With 500M more people to feed in Africa alone after 13 harvests, the world needs high-tech answers – including GM, argues the NFU
With 500M more people to feed in Africa alone after 13 harvests, the world needs high-tech answers – including GM, argues the NFU
More investment in food science research – including genetically modified (GM) technology – is needed urgently, Peter Kendall, president of the National Farmers Union (NFU), told the World Farmers’ Congress in Rome today (June 7).

“As I see it, we have just 13 harvests before we have 500M more people needing food in Africa alone,”​ said Kendall. The UK’s cross-government food research and innovation strategy quotes lag periods of 15 to 25 years between research expenditures and widespread implementation at farm level. We must not underestimate that task.

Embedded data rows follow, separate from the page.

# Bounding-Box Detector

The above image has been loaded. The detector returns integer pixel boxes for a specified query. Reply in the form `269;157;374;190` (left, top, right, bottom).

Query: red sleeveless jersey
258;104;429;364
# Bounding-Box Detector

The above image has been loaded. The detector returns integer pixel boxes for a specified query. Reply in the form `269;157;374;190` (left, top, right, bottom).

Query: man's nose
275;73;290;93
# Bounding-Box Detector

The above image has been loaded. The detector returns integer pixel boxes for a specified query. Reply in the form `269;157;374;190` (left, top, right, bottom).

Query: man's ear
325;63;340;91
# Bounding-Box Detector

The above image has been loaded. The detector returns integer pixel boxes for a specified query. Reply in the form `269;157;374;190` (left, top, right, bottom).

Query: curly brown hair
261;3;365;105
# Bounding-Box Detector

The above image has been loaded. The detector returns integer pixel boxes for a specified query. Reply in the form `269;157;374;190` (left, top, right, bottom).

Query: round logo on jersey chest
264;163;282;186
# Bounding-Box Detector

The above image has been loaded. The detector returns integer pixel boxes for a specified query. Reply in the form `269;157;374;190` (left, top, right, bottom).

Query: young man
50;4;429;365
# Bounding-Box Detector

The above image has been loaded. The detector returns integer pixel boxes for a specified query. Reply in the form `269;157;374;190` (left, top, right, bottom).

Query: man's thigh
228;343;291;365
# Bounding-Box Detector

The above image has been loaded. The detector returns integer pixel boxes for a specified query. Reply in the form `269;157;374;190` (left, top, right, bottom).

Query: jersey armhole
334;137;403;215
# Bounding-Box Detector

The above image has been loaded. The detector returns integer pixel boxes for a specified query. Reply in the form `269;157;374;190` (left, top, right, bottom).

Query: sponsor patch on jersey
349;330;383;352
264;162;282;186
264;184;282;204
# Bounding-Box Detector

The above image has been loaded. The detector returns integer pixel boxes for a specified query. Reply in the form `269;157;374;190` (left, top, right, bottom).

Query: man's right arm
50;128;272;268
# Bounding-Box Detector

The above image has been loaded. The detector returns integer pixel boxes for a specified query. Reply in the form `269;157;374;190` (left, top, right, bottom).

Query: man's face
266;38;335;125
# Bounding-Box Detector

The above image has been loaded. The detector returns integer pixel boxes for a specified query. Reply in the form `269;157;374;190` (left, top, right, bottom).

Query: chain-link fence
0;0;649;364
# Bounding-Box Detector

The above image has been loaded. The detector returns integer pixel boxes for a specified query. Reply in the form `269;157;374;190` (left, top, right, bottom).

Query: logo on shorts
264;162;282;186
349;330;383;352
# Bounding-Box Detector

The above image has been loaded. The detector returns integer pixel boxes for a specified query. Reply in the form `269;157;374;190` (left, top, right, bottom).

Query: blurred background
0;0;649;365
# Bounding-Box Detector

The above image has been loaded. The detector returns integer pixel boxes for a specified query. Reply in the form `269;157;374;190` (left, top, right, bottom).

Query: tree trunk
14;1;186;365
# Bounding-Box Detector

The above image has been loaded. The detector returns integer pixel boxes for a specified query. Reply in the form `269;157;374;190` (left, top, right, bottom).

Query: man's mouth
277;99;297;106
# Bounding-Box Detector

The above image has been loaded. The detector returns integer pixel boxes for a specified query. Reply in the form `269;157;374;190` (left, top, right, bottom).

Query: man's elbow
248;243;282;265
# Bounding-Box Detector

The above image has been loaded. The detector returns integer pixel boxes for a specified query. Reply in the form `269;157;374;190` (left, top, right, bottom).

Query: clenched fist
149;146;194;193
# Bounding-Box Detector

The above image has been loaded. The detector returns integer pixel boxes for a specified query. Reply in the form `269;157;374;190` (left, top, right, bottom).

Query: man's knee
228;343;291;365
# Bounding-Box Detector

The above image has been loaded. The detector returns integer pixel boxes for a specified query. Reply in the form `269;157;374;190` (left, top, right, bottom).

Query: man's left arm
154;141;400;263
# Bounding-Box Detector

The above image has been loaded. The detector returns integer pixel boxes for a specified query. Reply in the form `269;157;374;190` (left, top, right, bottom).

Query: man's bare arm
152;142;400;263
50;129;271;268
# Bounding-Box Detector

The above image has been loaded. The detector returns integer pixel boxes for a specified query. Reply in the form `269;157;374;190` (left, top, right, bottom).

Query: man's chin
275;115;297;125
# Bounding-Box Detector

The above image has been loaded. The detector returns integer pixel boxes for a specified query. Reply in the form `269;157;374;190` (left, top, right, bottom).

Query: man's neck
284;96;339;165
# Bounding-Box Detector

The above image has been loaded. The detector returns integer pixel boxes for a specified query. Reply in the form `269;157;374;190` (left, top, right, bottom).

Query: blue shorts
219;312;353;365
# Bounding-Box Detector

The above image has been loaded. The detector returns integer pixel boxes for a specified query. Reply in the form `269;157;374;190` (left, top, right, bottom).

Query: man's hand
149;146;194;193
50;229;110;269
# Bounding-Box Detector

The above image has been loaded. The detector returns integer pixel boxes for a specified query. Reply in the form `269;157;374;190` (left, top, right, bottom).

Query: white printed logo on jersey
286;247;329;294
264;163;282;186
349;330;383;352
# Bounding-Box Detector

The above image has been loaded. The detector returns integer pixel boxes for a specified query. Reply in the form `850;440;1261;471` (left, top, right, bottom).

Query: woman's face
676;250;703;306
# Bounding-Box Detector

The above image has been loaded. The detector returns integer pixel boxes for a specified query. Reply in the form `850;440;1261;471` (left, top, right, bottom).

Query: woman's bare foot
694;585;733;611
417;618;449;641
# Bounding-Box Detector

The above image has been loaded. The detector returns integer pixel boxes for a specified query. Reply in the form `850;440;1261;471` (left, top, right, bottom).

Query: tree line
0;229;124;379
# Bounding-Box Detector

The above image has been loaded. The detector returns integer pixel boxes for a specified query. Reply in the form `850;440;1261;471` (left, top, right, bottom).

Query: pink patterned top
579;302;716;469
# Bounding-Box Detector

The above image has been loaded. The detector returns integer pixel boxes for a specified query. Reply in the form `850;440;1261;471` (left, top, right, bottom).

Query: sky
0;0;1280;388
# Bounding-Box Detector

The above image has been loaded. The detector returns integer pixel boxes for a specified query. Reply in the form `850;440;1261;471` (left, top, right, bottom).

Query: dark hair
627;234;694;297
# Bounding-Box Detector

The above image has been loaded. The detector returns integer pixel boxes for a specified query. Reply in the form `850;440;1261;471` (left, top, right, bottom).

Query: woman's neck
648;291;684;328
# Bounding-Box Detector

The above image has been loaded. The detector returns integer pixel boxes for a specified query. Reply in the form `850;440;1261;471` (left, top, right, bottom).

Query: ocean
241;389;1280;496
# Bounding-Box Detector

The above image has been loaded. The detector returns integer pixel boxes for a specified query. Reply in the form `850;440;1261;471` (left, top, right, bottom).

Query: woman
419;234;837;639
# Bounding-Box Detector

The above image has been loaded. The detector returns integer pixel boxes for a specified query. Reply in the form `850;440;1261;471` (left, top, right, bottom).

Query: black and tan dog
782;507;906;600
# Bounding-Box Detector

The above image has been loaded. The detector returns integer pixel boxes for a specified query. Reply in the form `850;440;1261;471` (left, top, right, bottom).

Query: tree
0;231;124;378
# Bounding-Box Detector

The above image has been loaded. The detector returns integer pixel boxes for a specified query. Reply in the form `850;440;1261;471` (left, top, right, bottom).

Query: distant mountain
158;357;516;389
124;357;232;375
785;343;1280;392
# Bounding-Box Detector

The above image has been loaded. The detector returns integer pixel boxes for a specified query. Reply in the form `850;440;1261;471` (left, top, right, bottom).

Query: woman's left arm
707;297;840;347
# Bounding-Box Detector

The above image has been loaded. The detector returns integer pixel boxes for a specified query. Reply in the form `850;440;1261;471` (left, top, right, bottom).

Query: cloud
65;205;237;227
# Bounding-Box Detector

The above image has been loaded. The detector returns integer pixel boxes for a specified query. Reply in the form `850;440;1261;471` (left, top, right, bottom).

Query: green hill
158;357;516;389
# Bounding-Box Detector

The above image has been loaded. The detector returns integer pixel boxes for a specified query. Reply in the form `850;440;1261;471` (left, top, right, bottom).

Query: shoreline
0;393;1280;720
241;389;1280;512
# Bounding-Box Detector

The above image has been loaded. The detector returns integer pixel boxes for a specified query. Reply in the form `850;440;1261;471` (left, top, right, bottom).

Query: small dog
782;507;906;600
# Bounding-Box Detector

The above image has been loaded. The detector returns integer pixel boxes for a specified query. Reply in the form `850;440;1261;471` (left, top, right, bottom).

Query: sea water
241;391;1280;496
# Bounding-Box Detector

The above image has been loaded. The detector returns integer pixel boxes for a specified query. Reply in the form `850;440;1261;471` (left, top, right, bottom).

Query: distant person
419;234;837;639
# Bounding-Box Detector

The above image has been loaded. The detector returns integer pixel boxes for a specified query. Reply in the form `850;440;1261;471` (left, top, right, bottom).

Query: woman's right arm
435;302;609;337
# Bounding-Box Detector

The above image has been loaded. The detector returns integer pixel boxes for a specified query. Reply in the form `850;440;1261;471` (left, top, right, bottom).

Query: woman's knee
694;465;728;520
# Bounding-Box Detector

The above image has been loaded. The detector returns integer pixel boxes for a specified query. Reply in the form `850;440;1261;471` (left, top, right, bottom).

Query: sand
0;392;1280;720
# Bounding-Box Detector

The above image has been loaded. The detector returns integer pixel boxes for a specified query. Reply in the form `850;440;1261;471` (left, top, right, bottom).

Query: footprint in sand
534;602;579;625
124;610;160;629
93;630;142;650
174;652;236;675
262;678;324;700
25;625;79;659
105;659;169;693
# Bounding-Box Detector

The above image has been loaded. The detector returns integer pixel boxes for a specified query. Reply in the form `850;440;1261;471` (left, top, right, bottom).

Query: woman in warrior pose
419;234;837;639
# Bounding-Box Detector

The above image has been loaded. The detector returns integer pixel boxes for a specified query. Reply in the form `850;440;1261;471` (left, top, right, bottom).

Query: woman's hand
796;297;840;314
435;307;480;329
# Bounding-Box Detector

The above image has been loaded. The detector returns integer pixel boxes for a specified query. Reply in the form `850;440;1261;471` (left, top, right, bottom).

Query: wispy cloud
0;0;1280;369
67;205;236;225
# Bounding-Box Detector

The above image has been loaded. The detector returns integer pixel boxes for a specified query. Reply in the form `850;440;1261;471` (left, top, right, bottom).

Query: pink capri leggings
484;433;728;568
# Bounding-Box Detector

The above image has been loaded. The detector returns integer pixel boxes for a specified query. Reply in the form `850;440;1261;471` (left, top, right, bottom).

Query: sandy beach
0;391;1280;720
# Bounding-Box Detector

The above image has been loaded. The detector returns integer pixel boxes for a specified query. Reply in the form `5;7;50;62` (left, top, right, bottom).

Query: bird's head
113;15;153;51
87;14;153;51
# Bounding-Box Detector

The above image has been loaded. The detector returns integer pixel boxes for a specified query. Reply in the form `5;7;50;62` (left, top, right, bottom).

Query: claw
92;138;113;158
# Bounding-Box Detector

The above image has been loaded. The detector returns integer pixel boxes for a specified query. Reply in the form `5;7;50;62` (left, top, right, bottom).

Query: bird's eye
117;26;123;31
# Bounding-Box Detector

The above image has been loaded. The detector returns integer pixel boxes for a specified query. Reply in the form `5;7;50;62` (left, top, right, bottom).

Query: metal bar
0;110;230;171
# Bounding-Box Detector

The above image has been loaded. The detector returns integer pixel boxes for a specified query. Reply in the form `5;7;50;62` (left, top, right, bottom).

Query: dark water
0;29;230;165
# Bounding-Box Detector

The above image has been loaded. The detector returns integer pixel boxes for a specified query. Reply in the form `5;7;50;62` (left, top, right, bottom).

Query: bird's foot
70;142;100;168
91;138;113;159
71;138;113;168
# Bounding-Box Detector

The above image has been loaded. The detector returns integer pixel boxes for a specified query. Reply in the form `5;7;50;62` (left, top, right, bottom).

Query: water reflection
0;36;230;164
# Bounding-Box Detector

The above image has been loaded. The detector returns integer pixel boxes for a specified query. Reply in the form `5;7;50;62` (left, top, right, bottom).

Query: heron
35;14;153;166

The time for just talking has run out.”

To meet the global food challenge, Kendall said: “We need to see more investment in science R&D​ [including GM technology], and essentially more emphasis on this work being transferred into tangible products, technologies and practices that benefit farmers and growers in the field.”

He also highlighted the need for “a better functioning marketplace where all of the players in the supply chain share the risks – and the rewards”.

Burdensome red tape

Kendall stressed too the need for “an effective regulation and policy frameworks that free-up its true potential rather than hinder it with burdensome red tape”.

NFU chief science adviser Dr Andrea Graham said the world needed to use the latest science – including GM techniques – to feed a global population predicted to reach 9bn by 2050.

“To achieve this we will need every single tool in our toolbox – and that includes GM crops that have been adapted to cope in dry conditions, need fewer pesticides or offer nutritional benefits,”​ said Graham.

“Of course there needs to be a strong legal framework for approvals and effective co-existence measures to allow GM and non-GM systems to operate successfully together but these must be proportional to the need so that growers can retain their markets, and must be based on sound science.”

Difficult decisions

Kendall argued that focusing on long-term horizons had allowed governments and other organisations to put off the big and sometimes difficult decisions that needed making today.

“Sustainable intensification isn’t a new concept and from speaking to farmers from around the world we know and understand that this is where our challenge lies,”​ said Kendall. “Put simply, we need to produce more and impact less.”

Earlier this week Kendall said that the UK needed super farms to stop food prices rising and to maintain high animal welfare standards.

Rejecting criticism of so-called mega farms, Kendall told the Guardian​ newspaper the government should allow some farms to keep several thousand animals.

“The challenge of feeding everybody with the constraints of climate change and weather shocks is so great we need a complete rethink,”​ he said.